Qu’est-ce qui, dans l’état ottoman, vous attire tant, puisqu’il a détruit les édifices de votre gloire?
… La civilisation islamique n’est-elle pas morte avec le début des conquêtes ottomanes?
Le drapeau vert n’a-t-il pas été caché dans le brouillard depuis que le drapeau rouge est apparu sur une masse de crânes? »
Continuons. Les Arméniens ont cherché refuge en Syrie – pas au Liban – après 1915. Vérification des faits – Le Liban n’existait pas encore (je vous en prie, n’allez pas me dire Said Akel) C’est en 1920 que le concept du Grand Liban (Dawlat Lubnan al Kabeer) a été introduit et le Liban en tant qu’État politique a vu le jour.
De plus, ce n’est qu’en janvier 1925 que la loi libanaise sur la citoyenneté a été introduite. C’est bien après que les Arméniens se soient déjà installés au Liban. Ya3ni, toi et moi sommes devenus libanais le même jour. Laissez cela pénétrer. S’il vous plaît, arrêtez de remettre en question notre nationalité libanaise, vous vous ridiculisez.
Enfin, qualifier les Arméniens de «réfugiés». Hmm. Passons donc au terme juridique de ce qu’un réfugié signifie.
Le HCR décrit un réfugié comme «quelqu’un qui a été contraint de fuir son pays en raison de persécutions, de guerres ou de violences. Un réfugié a une crainte fondée de persécution pour des raisons de race, de religion, de nationalité, d’opinion politique ou d’appartenance à un groupe social particulier ».
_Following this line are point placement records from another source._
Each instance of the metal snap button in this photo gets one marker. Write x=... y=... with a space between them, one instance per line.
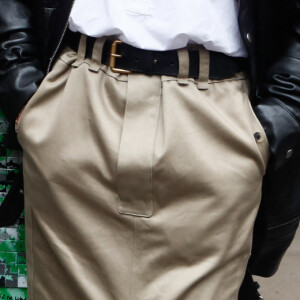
x=258 y=137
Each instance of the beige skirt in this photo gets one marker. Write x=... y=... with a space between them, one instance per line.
x=138 y=187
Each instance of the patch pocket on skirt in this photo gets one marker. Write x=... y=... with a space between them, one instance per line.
x=134 y=170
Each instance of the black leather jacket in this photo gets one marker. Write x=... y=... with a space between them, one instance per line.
x=31 y=34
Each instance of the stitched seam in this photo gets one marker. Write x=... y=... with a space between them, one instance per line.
x=20 y=65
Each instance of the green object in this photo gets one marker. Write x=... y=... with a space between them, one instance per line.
x=13 y=294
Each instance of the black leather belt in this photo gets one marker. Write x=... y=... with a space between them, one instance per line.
x=162 y=62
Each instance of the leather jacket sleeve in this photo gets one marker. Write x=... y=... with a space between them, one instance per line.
x=20 y=63
x=278 y=110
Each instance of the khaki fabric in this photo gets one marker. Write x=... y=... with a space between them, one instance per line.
x=137 y=187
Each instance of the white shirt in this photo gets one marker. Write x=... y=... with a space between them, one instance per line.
x=162 y=24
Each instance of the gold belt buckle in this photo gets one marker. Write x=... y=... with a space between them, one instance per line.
x=113 y=56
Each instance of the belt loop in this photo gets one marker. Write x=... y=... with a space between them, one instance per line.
x=183 y=72
x=203 y=69
x=97 y=54
x=81 y=51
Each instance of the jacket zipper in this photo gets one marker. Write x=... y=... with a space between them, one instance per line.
x=60 y=40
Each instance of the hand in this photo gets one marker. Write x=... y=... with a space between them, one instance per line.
x=17 y=121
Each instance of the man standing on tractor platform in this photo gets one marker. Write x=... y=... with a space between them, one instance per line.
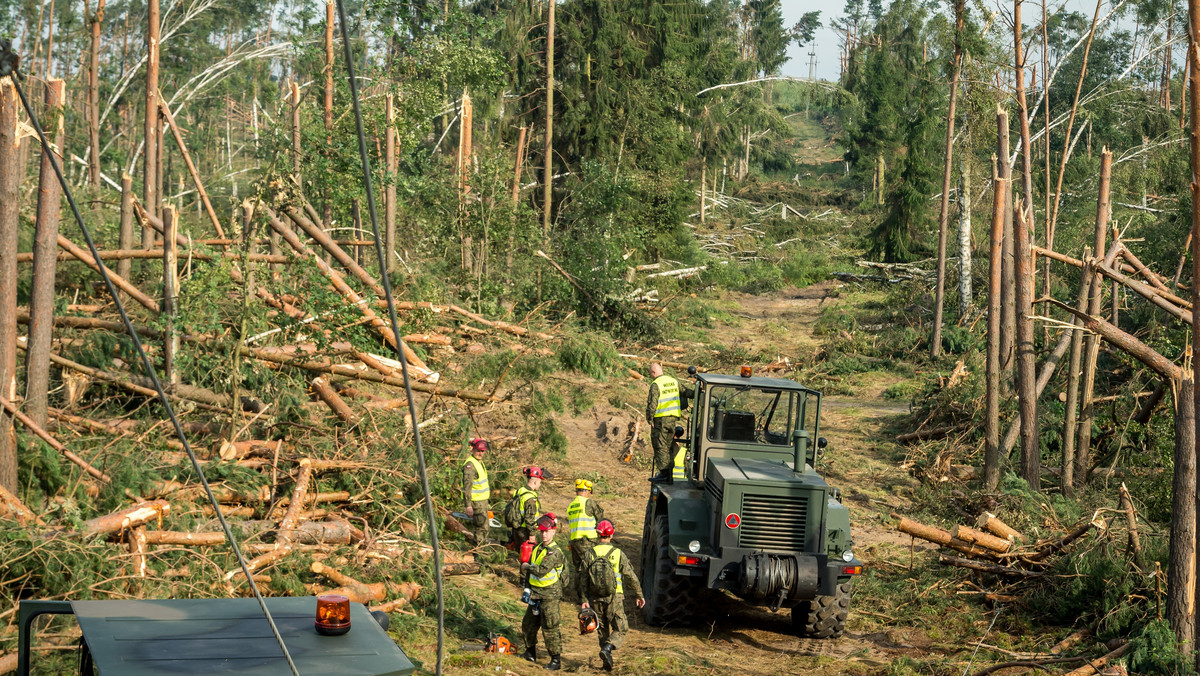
x=523 y=510
x=601 y=586
x=663 y=408
x=475 y=489
x=547 y=575
x=582 y=516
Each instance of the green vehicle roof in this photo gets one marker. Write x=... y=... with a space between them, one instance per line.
x=755 y=382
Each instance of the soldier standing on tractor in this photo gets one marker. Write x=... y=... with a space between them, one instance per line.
x=601 y=586
x=582 y=516
x=663 y=408
x=547 y=575
x=475 y=489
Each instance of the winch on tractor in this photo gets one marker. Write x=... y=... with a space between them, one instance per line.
x=753 y=518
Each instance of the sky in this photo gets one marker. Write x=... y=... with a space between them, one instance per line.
x=825 y=43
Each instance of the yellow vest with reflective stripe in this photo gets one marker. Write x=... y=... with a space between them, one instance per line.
x=523 y=495
x=582 y=526
x=613 y=556
x=681 y=470
x=669 y=396
x=479 y=488
x=550 y=578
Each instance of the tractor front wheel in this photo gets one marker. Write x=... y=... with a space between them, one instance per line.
x=670 y=598
x=823 y=617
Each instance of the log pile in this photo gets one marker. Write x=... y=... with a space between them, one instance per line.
x=995 y=548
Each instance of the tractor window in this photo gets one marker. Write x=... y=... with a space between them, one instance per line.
x=754 y=416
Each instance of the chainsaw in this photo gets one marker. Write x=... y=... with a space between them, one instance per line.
x=495 y=644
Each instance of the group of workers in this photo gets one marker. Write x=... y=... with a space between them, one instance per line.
x=544 y=564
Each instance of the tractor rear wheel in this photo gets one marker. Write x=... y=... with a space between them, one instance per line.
x=823 y=617
x=670 y=598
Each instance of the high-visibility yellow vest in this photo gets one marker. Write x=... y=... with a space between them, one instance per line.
x=681 y=471
x=613 y=555
x=669 y=396
x=523 y=495
x=582 y=526
x=479 y=488
x=552 y=575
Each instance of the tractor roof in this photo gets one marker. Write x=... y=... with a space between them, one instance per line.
x=754 y=382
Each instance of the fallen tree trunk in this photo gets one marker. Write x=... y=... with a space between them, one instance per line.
x=129 y=518
x=53 y=442
x=988 y=567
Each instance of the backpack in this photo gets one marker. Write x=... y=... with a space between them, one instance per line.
x=514 y=516
x=601 y=576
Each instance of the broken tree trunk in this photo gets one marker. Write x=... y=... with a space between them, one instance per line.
x=10 y=227
x=1026 y=365
x=993 y=456
x=1181 y=573
x=118 y=281
x=1091 y=342
x=191 y=168
x=335 y=402
x=41 y=299
x=33 y=426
Alors que nous sommes citoyens du Liban, nos grands-parents étaient en effet des réfugiés qui ont quitté leur foyer pour survivre. Merci de nous appeler réfugiés. Vous venez d’accepter que nous avions «une crainte fondée de persécution pour des raisons de race, de religion, de nationalité, d’opinion politique ou d’appartenance à un groupe social particulier». Fondamentalement, vous venez de reconnaître que le génocide arménien est un fait. Merci habibi.
Note finale, le racisme se présente sous toutes ses formes et couleurs. Ne soyez pas raciste.
Bas hek.
N.B. L’image ci-jointe est celle de mon grand-père, Usta Levon le cordonnier, qui est le seul membre de sa famille à avoir survécu au génocide et à recommencer la vie à zéro, (ré) établissant la dynastie avédanienne ici au Liban.